A pump according to claim 1 wherein the rotor is mounted on a shaft (42) at least one axial end portion of the rotor is radially spaced from the shaft, and the pump includes an annular port member (20) surrounding the shaft and extending into the annular space, the gas inlet, the gas outlet, and the bypass conduit inlet and outlet being disposed in the outer surface of the port member.
A pump according to claim 5 wherein the bypass conduit passes through the port member.
A pump according to claim 5 wherein the inner surface of the port member is radially spaced from the shaft to provide a clearance (50c) between the port member and the shaft, and wherein the bypass conduit comprises a first portion (50b) extending through the port member from the bypass conduit inlet to the clearance; the clearance; and a second portion (50d) extending through the port member from the clearance to the bypass conduit outlet.
A pump according to claim 7 further comprising: means (76,78,80,86,90,96,18,38) for supplying additional pumping liquid to the bypass conduit at a pressure approximately equal to the pressure of the gas at the gas outlet so that when a sufficient gas pressure differential has been established between the gas inlet and gas outlet, the additional pumping liquid is pulled into the pump by the relatively low pressure adjacent the bypass conduit outlet.
A pump according to claim 8 wherein the means for supplying additional pumping liquid is connected to the clearance.
A method of operating a liquid ring pump according to claim 1 comprising the steps of providing in the pump while the rotor is at a standstill a quantity of pumping liquid sufficient to submerge the bypass conduit inlet; rotating the rotor to create a relatively high pressure in the pumping liquid adjacent to the bypass conduit inlet, and to thereby cause pumping liquid to flow from the bypass conduit inlet through the bypass conduit and out the bypass conduit outlet to help enable the pump to reduce the gas pressure adjacent to the gas inlet relative to the gas pressure at the gas outlet; and supplying additional pumping liquid (96,18,38,52) to the pump at approximately the gas pressure at the gas outlet so that the reduced gas pressure adjacent the gas inlet is effective to pull the additional pumping liquid into the pump.
A method according to claim 10 wherein the additional pumping liquid is supplied to the pump via the bypass conduit.

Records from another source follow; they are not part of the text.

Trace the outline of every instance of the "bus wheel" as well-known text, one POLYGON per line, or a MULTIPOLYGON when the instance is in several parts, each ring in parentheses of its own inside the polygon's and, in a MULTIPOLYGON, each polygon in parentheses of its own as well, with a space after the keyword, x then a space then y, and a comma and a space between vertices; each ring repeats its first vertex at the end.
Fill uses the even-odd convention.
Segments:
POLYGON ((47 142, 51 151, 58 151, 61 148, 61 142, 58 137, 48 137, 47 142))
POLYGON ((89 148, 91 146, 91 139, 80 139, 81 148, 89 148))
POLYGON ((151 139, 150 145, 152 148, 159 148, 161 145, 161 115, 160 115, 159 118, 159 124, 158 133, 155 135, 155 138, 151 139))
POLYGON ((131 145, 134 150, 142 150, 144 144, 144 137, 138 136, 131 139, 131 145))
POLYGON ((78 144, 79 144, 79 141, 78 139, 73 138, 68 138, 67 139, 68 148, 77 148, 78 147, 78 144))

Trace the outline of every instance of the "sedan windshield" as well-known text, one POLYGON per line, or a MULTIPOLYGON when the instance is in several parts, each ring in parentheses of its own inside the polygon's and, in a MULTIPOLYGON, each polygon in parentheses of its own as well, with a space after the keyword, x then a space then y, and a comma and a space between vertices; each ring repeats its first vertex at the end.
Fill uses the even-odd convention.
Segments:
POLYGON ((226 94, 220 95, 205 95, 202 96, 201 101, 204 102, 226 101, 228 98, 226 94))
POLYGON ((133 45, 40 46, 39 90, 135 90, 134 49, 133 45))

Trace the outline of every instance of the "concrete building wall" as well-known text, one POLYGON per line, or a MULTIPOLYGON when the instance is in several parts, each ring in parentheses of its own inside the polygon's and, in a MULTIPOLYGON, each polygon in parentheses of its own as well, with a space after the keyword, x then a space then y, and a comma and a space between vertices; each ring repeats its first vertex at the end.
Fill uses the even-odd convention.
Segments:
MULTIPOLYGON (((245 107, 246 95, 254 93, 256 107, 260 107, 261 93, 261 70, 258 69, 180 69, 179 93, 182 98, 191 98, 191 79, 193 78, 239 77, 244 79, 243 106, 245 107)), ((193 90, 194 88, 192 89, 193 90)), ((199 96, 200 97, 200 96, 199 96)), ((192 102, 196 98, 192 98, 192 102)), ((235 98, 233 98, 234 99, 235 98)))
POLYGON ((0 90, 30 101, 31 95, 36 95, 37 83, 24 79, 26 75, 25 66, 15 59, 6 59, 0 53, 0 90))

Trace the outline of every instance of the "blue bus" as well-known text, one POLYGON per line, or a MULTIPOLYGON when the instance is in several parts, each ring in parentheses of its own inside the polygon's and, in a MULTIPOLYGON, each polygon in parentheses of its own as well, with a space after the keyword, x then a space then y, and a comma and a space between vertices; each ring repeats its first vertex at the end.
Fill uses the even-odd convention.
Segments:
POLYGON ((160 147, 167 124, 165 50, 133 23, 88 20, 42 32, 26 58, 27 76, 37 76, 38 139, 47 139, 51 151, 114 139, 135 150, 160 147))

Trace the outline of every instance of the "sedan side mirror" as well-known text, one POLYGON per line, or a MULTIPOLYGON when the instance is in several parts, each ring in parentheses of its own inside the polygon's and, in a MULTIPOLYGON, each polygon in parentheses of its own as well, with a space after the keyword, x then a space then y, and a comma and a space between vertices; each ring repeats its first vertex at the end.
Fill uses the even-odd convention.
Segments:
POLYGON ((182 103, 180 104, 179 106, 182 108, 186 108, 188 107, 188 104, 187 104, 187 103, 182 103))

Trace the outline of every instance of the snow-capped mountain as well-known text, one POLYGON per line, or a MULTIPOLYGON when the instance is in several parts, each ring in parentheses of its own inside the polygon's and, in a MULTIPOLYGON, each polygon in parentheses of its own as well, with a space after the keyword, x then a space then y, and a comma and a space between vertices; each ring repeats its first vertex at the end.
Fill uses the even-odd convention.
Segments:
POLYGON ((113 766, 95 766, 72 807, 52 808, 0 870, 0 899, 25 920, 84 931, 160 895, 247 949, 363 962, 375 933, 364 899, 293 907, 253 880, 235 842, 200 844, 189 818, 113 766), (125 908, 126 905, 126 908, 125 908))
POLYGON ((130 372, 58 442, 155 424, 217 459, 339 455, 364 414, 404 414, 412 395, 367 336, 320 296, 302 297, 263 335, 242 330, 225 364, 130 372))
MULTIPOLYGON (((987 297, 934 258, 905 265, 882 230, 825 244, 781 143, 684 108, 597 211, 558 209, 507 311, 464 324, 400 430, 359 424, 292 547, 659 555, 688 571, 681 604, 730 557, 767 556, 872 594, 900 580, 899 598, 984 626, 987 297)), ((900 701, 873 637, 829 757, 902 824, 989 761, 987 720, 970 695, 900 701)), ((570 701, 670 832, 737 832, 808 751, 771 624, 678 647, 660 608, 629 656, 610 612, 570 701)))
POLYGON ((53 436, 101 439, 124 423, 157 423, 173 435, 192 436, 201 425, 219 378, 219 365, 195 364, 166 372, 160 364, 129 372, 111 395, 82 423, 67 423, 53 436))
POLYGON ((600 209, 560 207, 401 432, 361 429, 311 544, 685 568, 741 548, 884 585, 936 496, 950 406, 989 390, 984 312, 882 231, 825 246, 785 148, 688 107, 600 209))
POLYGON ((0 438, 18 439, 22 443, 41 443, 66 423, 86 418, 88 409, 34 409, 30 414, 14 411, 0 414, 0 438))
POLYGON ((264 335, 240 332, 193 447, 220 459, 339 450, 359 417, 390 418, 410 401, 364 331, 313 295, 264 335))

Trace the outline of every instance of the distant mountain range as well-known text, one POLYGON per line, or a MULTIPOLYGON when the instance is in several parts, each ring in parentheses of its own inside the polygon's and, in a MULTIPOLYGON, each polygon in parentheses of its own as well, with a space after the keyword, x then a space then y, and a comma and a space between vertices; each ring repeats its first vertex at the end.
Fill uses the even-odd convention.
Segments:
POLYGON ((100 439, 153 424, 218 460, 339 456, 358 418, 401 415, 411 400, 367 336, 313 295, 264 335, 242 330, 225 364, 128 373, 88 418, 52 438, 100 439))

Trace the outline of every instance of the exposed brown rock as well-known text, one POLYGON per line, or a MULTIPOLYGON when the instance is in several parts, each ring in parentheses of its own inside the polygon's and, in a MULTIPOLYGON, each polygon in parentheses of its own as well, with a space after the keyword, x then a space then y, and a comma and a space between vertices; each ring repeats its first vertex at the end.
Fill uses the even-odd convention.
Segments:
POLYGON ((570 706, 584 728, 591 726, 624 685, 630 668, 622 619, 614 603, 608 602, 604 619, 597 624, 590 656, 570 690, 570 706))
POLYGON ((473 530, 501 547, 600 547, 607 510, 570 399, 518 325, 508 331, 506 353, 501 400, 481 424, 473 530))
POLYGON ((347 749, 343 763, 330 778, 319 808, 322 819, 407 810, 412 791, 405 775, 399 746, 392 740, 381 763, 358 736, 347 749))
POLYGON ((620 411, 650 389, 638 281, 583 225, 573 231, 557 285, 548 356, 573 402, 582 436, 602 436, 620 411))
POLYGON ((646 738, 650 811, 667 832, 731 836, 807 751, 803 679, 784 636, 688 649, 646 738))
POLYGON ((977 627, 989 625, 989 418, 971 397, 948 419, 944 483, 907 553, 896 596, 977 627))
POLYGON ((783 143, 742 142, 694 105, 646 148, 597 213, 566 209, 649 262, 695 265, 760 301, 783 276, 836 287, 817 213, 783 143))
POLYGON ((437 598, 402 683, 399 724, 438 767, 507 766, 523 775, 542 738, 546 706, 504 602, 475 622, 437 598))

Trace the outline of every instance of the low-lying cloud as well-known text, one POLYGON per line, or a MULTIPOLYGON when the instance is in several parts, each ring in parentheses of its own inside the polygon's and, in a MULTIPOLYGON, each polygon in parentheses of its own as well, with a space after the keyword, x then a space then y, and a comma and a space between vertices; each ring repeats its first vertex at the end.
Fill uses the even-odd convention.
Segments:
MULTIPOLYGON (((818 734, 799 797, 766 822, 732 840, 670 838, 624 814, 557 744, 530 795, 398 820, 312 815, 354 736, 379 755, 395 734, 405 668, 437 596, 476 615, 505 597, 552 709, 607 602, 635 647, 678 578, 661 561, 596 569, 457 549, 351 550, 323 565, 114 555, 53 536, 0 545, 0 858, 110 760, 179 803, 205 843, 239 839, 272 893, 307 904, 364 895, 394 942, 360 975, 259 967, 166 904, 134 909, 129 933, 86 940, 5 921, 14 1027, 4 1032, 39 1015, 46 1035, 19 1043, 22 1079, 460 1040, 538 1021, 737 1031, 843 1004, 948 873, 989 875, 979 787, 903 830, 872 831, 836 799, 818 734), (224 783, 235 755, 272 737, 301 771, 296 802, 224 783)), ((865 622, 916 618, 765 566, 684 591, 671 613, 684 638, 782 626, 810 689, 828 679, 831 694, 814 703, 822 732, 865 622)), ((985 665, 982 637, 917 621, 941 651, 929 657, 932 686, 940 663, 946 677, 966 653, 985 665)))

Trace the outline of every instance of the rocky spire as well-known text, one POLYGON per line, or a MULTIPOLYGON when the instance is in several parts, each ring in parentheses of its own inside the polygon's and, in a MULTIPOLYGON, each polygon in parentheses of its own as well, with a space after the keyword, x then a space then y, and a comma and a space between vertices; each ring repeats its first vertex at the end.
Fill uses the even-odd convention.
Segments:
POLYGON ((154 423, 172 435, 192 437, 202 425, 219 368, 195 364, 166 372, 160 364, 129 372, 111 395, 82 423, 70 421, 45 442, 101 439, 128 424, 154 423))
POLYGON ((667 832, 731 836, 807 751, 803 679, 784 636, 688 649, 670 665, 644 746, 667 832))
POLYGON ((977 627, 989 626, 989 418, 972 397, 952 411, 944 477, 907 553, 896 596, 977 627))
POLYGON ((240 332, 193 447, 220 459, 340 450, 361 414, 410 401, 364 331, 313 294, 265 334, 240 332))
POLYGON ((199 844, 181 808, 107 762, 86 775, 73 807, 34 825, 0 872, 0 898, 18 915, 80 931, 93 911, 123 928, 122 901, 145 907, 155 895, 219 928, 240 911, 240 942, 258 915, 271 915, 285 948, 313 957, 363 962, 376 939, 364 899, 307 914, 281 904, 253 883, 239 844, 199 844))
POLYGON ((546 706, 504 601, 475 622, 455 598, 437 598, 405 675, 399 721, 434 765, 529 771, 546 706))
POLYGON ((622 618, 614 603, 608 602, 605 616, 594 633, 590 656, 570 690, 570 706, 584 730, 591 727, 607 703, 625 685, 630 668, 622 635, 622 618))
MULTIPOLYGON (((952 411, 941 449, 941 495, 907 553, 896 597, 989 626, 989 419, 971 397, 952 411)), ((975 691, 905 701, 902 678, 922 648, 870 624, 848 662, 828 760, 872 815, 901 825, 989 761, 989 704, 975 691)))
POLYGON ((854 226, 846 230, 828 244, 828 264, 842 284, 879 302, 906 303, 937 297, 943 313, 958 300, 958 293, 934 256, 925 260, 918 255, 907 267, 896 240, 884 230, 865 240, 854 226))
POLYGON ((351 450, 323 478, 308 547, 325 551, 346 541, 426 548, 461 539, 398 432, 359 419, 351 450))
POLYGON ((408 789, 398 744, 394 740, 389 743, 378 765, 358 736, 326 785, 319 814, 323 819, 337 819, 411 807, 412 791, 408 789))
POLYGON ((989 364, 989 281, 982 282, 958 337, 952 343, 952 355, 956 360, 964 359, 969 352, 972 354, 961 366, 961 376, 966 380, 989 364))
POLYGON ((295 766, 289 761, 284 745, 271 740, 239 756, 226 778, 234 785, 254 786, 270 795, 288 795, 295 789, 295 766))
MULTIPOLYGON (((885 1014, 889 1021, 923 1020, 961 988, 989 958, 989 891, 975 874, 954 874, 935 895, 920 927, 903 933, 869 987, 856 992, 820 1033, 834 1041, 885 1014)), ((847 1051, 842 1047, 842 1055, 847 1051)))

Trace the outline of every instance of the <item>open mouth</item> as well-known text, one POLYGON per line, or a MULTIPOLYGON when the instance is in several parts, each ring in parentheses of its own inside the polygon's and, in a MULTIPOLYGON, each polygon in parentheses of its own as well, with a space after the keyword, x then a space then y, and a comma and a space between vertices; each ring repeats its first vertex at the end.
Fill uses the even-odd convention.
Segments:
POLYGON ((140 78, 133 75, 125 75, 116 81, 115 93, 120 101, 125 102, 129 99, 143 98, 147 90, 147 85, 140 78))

A method according to claim 10 wherein the bypass conduit inlet communicates with any gas not discharged via the gas outlet, and wherein the method further comprises the step of; employing the bypass conduit to convey gas not discharged via the gas outlet to the bypass conduit outlet, thereby preventing the gas thus conveyed from interfering with the admission of gas via the gas inlet.
A method of operating a liquid ring pump according to claim 5 comprising the steps of; providing in the pump while the rotor is at a standstill a quantity of pumping liquid sufficient to submerge the bypass conduit inlet but not the bypass conduit outlet; rotating the rotor to create a relatively high pressure in the pumping liquid adjacent to the bypass conduit inlet, and to thereby cause pumping liquid to flow from the bypass conduit inlet through the bypass conduit and out the bypass conduit outlet to help enable the pump to reduce the gas pressure adjacent to the bypass conduit outlet relative to the gas pressure at the discharge port; and supplying additional pumping liquid (96,18,38) to the bypass conduit at approximately the discharge port gas pressure so that the reduced gas pressure adjacent the bypass conduit outlet is effective to pull the additional pumping liquid into the pump via the bypass gas outlet.
A method according to claim 13, wherein the bypass conduit inlet communicates with any gas not discharged via the discharge port, and wherein the method further comprises the step of; employing the bypass conduit to convey gas not discharged via the discharge port to the bypass conduit outlet, thereby preventing the gas thus conveyed from interfering with the admission of gas via the gas inlet.